Erika snugly pulls in her flesh, that impenetrable cloak; any touch would be unendurable. She is locked into herself. Yet she is drawn to her student. He is the head of the comet, she the tail. Today, she forgets about adding to her wardrobe. But
she will remember to wear something different at her next lesson; she will dress so elegantly now that it’s spring. Mother, at home, doesn’t want to wait any longer, and the sausages she is cooking don’t like to wait either. A roast would be too chewy by now, inedible. Once Erika does show up, Mother will be so offended that she will use a housewife’s trick to make the sausages burst and maliciously soak up water, so they’ll taste bland and dull. That will be warning enough. But Erika suspects nothing.

She runs after Klemmer, and Klemmer runs along in front of her. They virtually dovetail. Smoothly and smartly. Erika follows in Klemmer’s footsteps. Naturally, Erika isn’t quite capable of punishing the boutique windows by ignoring them altogether. She checks them out from the corner of her eye. She has never investigated the clothing in this district, even though she is always searching for new and splendid attire. She desperately needs a new concert dress, but she doesn’t glimpse any here. She’d be better off buying one downtown. Merry carnival coils and confetti have descended upon the first spring models and the last winter specials. And there are glitzy things that would look like elegant evening wear only at night. A feather boa, pointedly casual, is draped over two cunningly arranged champagne glasses filled with artificial fluid. A pair of high-heeled genuine Italian sandals are likewise strewn with glittering confetti. A middle-aged woman stands at the boutique window, totally absorbed. Her feet wouldn’t even fit into size-twelve camel’s-hair slippers; they’re too swollen, she’s been standing in front of stale, stagnant things all her life. Erika glances at a diabolically crimson chiffon frock with ruffles on the sleeves and neckline. Learning is better than looking. She likes this, she doesn’t like that (after all, she’s not that old yet).

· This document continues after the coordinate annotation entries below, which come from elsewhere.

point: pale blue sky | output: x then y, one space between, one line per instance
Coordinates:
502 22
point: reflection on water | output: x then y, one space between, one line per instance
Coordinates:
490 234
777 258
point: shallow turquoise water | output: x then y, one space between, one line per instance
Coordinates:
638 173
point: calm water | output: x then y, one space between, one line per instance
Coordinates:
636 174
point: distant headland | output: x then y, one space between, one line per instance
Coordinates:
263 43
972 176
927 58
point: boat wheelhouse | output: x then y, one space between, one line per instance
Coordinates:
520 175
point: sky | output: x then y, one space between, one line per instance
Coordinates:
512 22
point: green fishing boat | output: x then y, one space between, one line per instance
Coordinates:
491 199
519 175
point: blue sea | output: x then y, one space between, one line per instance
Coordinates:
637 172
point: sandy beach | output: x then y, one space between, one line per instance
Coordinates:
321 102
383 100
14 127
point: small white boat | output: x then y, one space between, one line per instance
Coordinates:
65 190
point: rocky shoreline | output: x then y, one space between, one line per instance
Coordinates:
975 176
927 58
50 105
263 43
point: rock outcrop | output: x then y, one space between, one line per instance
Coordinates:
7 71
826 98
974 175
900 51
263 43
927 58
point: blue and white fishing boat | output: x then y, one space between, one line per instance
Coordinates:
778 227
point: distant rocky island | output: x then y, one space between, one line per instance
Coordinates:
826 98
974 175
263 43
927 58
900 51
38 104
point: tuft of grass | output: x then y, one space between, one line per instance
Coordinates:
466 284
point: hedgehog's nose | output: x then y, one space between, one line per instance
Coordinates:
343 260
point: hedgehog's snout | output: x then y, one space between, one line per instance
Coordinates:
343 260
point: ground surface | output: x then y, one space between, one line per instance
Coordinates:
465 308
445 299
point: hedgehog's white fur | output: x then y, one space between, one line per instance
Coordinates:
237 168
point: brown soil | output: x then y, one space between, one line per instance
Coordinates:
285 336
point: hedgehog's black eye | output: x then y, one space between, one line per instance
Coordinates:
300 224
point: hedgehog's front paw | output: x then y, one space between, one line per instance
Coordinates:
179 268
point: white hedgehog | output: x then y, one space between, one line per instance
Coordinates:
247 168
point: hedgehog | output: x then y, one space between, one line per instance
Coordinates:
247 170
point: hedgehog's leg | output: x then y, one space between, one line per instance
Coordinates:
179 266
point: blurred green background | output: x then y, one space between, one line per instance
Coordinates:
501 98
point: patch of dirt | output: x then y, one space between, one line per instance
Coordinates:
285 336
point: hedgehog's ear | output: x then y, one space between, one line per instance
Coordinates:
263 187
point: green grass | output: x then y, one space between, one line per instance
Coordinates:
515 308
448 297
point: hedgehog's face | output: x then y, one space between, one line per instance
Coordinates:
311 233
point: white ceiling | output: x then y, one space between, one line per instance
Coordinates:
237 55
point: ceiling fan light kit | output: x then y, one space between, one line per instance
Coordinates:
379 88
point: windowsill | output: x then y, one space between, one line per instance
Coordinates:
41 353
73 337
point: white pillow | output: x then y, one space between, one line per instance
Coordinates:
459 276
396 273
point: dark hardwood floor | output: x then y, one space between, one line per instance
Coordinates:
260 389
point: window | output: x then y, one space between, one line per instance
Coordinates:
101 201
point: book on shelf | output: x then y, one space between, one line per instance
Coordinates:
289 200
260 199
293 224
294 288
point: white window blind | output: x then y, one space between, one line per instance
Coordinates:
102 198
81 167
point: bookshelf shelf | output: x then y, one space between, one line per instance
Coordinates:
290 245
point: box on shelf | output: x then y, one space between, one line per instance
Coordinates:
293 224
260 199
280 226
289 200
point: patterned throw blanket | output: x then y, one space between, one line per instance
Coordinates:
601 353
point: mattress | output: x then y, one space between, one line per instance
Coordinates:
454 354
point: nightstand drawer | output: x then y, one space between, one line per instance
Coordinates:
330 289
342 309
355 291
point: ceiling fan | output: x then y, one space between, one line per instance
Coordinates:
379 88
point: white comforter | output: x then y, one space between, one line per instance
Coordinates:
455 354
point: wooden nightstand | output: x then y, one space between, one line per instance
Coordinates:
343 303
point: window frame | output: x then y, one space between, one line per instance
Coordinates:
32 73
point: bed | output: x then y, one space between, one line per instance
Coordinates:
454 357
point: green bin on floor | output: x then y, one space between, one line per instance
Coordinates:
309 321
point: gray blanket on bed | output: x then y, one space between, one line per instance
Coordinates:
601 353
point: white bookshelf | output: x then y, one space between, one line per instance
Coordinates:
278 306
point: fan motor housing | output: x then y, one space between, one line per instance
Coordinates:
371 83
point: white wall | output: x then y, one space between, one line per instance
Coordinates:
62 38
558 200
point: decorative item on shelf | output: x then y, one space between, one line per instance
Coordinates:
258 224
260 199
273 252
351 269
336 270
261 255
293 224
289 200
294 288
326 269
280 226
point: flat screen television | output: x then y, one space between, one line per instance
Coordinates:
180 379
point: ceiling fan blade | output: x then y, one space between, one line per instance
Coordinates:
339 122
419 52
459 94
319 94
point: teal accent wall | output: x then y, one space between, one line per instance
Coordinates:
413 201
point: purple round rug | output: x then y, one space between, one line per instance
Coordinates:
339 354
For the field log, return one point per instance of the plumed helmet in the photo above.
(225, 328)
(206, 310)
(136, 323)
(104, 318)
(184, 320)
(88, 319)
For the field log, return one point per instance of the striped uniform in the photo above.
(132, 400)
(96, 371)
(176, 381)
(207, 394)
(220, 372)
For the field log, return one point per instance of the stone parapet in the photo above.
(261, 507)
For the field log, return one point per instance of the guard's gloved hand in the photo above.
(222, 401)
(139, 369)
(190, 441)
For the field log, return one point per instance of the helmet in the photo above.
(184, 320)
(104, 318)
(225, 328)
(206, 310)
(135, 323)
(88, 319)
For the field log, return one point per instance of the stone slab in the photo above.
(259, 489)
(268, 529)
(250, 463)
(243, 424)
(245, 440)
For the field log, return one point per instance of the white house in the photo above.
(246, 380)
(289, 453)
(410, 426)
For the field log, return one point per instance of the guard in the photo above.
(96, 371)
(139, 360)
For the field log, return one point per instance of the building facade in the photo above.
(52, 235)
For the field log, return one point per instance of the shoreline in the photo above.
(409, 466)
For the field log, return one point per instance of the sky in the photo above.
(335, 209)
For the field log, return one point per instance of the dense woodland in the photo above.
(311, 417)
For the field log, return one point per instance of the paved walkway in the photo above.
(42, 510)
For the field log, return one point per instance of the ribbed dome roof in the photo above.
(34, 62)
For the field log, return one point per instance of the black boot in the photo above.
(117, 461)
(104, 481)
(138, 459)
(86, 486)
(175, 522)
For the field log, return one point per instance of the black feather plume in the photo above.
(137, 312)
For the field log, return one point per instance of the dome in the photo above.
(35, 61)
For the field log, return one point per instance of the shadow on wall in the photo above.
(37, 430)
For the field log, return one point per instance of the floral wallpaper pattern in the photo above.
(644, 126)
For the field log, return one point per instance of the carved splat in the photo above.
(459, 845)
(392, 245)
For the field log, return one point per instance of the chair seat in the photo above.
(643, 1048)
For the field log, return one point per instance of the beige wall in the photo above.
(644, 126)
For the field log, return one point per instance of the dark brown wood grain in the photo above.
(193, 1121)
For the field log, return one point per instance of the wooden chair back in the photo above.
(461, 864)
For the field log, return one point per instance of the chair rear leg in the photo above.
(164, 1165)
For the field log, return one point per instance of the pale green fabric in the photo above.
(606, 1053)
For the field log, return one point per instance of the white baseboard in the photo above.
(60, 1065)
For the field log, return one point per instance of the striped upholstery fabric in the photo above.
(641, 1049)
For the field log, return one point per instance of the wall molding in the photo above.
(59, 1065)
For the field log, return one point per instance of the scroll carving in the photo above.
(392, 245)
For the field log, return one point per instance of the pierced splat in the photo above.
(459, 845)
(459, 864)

Erika Kohut follows Walter Klemmer, who, without looking back, enters the doorway of a middle-class town house. His
parents are waiting for him in their second-floor apartment. Erika Kohut doesn’t go in after him. She doesn’t live that far away; her home is in the same area. She knows from the school records that Klemmer lives in her neighborhood. Perhaps one of them is made for the other, and the other will realize it after a great deal of storm and strife.

The sausages won’t have to wait much longer. Erika is already coming to them. She knows that Walter Klemmer has stopped nowhere, he has gone straight home. So she can give up her supervisory task for today. But something has happened to her, and she takes along the result, takes it home to lock it up in a cabinet, so Mother won’t find it.